2. Next, we perform type unification, where we identify different parts of the types of different sub-expressions that have to match. For example, if we know that f has type 'Z -> real and that i has type int, then if we see f i, we can "unify" the 'Z with the int and conclude that f has type int -> real.

   • There are many, many details of type unification, but I think they're all pretty much what you would assume, so I won't go into them.

   In your example, since f is applied to x, we can unify 'Z with 'Y -> ..., and end up assigning f the type 'Y -> 'X. So the expression as a whole has type ('Y -> 'X) -> 'Y -> 'X.

3. Lastly, we perform type generalization.

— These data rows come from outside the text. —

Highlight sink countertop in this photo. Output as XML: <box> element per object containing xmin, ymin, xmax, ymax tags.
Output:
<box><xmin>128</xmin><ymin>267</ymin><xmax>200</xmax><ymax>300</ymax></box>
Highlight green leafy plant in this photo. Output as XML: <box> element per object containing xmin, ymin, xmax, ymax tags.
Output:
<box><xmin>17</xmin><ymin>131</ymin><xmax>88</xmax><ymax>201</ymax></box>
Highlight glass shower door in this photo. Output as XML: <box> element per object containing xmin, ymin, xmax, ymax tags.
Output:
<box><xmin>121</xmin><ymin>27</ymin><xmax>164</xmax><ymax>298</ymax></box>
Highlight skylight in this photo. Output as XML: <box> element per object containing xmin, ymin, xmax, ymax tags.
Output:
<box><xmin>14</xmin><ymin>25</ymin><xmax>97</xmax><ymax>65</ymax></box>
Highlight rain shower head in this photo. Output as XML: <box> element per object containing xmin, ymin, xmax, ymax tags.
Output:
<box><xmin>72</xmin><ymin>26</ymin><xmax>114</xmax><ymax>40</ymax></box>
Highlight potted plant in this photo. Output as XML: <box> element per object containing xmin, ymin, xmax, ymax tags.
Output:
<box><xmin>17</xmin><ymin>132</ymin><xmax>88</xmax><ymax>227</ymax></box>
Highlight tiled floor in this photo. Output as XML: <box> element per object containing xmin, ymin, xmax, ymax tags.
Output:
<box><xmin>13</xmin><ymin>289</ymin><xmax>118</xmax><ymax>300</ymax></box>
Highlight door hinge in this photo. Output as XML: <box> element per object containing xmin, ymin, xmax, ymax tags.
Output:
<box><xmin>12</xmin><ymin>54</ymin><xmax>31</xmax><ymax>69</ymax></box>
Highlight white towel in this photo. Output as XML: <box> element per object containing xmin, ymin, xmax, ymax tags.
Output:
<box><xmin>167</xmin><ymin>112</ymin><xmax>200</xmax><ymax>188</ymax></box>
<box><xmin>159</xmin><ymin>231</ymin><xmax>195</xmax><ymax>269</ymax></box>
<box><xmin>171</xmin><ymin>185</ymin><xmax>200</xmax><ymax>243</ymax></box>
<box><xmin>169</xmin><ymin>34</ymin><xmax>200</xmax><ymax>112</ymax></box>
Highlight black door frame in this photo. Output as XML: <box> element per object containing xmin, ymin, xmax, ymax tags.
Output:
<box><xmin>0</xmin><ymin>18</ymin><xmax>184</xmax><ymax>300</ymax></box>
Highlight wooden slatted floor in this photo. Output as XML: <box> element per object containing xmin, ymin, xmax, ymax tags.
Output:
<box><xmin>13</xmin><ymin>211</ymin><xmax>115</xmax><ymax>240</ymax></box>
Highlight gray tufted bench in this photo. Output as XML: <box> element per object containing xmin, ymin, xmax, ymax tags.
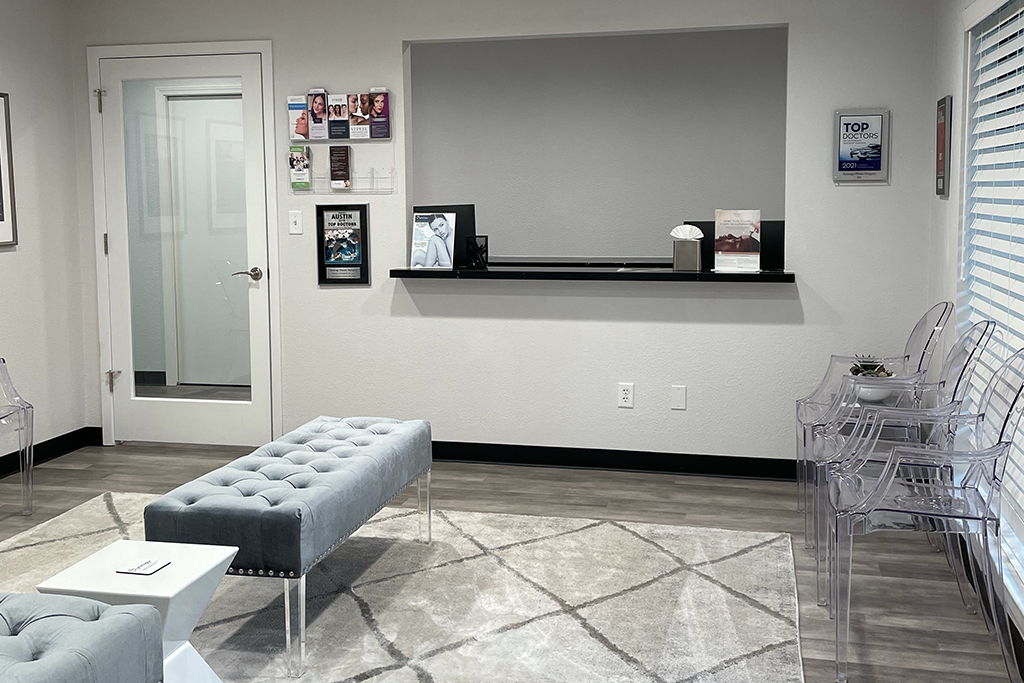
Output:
<box><xmin>0</xmin><ymin>593</ymin><xmax>164</xmax><ymax>683</ymax></box>
<box><xmin>145</xmin><ymin>417</ymin><xmax>431</xmax><ymax>661</ymax></box>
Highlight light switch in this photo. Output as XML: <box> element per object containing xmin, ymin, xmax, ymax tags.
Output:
<box><xmin>288</xmin><ymin>211</ymin><xmax>302</xmax><ymax>234</ymax></box>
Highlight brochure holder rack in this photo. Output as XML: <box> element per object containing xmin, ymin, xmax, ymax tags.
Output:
<box><xmin>291</xmin><ymin>138</ymin><xmax>397</xmax><ymax>197</ymax></box>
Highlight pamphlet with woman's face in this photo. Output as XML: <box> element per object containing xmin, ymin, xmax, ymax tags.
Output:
<box><xmin>327</xmin><ymin>95</ymin><xmax>348</xmax><ymax>140</ymax></box>
<box><xmin>306</xmin><ymin>88</ymin><xmax>328</xmax><ymax>140</ymax></box>
<box><xmin>409</xmin><ymin>213</ymin><xmax>456</xmax><ymax>268</ymax></box>
<box><xmin>368</xmin><ymin>92</ymin><xmax>391</xmax><ymax>139</ymax></box>
<box><xmin>345</xmin><ymin>93</ymin><xmax>370</xmax><ymax>139</ymax></box>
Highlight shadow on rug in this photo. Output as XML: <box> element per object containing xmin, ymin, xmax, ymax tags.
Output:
<box><xmin>0</xmin><ymin>494</ymin><xmax>804</xmax><ymax>683</ymax></box>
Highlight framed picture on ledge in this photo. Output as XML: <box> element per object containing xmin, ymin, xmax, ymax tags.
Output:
<box><xmin>316</xmin><ymin>204</ymin><xmax>370</xmax><ymax>285</ymax></box>
<box><xmin>409</xmin><ymin>204</ymin><xmax>476</xmax><ymax>270</ymax></box>
<box><xmin>0</xmin><ymin>92</ymin><xmax>17</xmax><ymax>247</ymax></box>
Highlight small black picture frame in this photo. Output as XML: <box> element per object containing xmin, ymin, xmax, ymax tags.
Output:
<box><xmin>0</xmin><ymin>92</ymin><xmax>17</xmax><ymax>247</ymax></box>
<box><xmin>410</xmin><ymin>204</ymin><xmax>476</xmax><ymax>269</ymax></box>
<box><xmin>935</xmin><ymin>95</ymin><xmax>953</xmax><ymax>197</ymax></box>
<box><xmin>316</xmin><ymin>204</ymin><xmax>370</xmax><ymax>285</ymax></box>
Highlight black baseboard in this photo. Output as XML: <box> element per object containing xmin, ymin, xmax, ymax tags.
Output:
<box><xmin>0</xmin><ymin>427</ymin><xmax>103</xmax><ymax>477</ymax></box>
<box><xmin>135</xmin><ymin>370</ymin><xmax>167</xmax><ymax>386</ymax></box>
<box><xmin>433</xmin><ymin>441</ymin><xmax>797</xmax><ymax>481</ymax></box>
<box><xmin>0</xmin><ymin>436</ymin><xmax>796</xmax><ymax>481</ymax></box>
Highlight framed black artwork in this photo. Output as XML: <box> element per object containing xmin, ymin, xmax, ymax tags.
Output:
<box><xmin>0</xmin><ymin>92</ymin><xmax>17</xmax><ymax>247</ymax></box>
<box><xmin>316</xmin><ymin>204</ymin><xmax>370</xmax><ymax>285</ymax></box>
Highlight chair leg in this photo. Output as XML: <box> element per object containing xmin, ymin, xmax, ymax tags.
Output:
<box><xmin>982</xmin><ymin>520</ymin><xmax>1022</xmax><ymax>683</ymax></box>
<box><xmin>797</xmin><ymin>421</ymin><xmax>807</xmax><ymax>511</ymax></box>
<box><xmin>936</xmin><ymin>528</ymin><xmax>978</xmax><ymax>614</ymax></box>
<box><xmin>285</xmin><ymin>574</ymin><xmax>306</xmax><ymax>678</ymax></box>
<box><xmin>835</xmin><ymin>515</ymin><xmax>853</xmax><ymax>683</ymax></box>
<box><xmin>811</xmin><ymin>465</ymin><xmax>830</xmax><ymax>606</ymax></box>
<box><xmin>416</xmin><ymin>470</ymin><xmax>431</xmax><ymax>545</ymax></box>
<box><xmin>17</xmin><ymin>408</ymin><xmax>35</xmax><ymax>515</ymax></box>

Once we've performed all unifications that can be performed — once we've deduced everything we can about the types — we can safely replace the undetermined types with bound type variables. In your case, that lets us assign one the type-scheme ∀ αβ . (α → β) → α → β (meaning "for any and all types α and β, one has the type (α → β) → α → β"). In Standard ML notation, we don't include the explicit "∀ αβ" part; we just write ('a -> 'b) -> 'a -> 'b.